The 3-year MFS rates in the suspension groups were as follows:
- Enzalutamide combination: 94.4% (95% CI: 91.2% - 96.5%)
- Leuprolide alone: 90% (85.3 – 93.2%)
- MFS in the suspension group was improved with enzalutamide combination versus leuprolide alone (HR: 0.47, 95% CI 0.31 – 0.72, p=0.0003)
The 3-year MFS rates in the no suspension groups were as follows:
- Enzalutamide combination: 76.2% (33.2 – 93.5%)
- Leuprolide alone: 67% (55.4 – 76.1%)
- No difference in MFS was observed in the no suspension group (HR: 0.72, 95% CI: 0.23 – 2.30, p=0.58)
- Sample size was small for enzalutamide combination (n=9).
- No difference in MFS was observed in the no suspension group (HR: 0.72, 95% CI: 0.23 – 2.30, p=0.58)
Dr. Freedland noted that compared to no suspension, a higher proportion of patients in the suspension group received prior radical prostatectomy, and a lower proportion received prior radiotherapy.

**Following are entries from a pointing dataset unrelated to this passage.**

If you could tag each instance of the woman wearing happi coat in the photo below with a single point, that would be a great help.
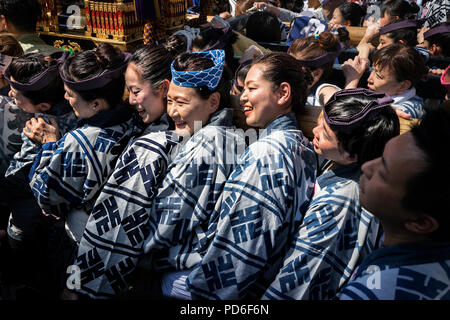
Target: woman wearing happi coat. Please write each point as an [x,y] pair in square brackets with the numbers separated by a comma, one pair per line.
[266,196]
[118,222]
[164,235]
[336,232]
[69,171]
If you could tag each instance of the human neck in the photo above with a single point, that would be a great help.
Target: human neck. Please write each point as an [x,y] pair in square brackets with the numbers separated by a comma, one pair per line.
[392,237]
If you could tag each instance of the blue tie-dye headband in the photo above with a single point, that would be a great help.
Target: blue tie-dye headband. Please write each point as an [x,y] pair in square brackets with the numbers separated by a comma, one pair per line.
[208,77]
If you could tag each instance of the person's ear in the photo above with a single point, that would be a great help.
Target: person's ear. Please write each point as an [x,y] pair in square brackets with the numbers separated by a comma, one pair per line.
[214,102]
[3,23]
[423,224]
[434,49]
[350,158]
[284,93]
[405,85]
[43,107]
[317,73]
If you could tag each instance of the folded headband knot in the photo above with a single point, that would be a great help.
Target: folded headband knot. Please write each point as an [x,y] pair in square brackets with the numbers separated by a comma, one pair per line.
[399,25]
[223,41]
[445,83]
[380,101]
[100,80]
[323,59]
[437,30]
[209,77]
[41,80]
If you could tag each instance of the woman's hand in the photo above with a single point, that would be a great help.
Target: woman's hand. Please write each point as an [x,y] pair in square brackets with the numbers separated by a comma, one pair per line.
[353,70]
[267,7]
[420,38]
[40,131]
[69,295]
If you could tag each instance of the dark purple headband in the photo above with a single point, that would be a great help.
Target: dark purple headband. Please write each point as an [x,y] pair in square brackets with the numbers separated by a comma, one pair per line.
[399,25]
[100,80]
[323,59]
[436,30]
[222,42]
[4,62]
[380,100]
[41,80]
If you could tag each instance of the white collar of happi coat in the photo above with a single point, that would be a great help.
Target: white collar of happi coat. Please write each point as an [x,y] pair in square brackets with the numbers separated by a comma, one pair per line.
[408,94]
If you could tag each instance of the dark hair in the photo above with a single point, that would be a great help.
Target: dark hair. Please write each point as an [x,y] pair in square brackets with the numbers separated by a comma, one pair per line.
[400,8]
[23,14]
[9,45]
[193,62]
[442,40]
[209,36]
[352,12]
[176,43]
[408,35]
[404,61]
[242,73]
[243,5]
[90,63]
[281,67]
[263,26]
[25,67]
[312,47]
[368,139]
[154,61]
[428,191]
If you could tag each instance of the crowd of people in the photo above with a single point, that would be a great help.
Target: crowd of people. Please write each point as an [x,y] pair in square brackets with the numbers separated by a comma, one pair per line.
[179,171]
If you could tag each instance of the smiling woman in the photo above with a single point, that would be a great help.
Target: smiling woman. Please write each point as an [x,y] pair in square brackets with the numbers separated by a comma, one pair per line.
[173,194]
[270,186]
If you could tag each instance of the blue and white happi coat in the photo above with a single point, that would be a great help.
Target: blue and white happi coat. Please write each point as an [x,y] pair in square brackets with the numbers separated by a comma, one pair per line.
[183,218]
[67,175]
[23,159]
[409,271]
[186,180]
[263,203]
[335,235]
[118,224]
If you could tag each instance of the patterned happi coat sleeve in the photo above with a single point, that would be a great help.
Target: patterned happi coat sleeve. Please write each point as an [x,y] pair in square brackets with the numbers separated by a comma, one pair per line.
[183,219]
[413,107]
[67,174]
[407,271]
[263,200]
[118,224]
[327,246]
[22,160]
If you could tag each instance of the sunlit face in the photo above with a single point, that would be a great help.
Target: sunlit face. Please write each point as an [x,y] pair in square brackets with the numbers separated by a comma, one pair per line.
[337,17]
[383,80]
[82,108]
[259,99]
[186,107]
[326,143]
[21,101]
[149,103]
[384,41]
[385,19]
[235,90]
[383,182]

Two years after suspension, 16.8% (95% CI: 12.9 – 21.4%) of enzalutamide combination patients and 9.6% (95% CI: 6.2 – 14.0%) of leuprolide alone patients had undetectable PSA levels (p=0.0089).
Dr. Freedland concluded that MFS was improved with enzalutamide combination, compared to leuprolide alone, for patients with biochemical recurrence who suspended treatment. No difference in MFS was observed in the no suspension group, but firm conclusions were precluded by the limited number of patients who did not suspend treatment with enzalutamide combination. Patients who suspended treatment had higher proportions of prior radical prostatectomy, compared to those who did not suspend treatment. Patients who had received enzalutamide combination prior to treatment suspension were more likely to have undetectable PSA levels two years thereafter, compared to those who received leuprolide alone.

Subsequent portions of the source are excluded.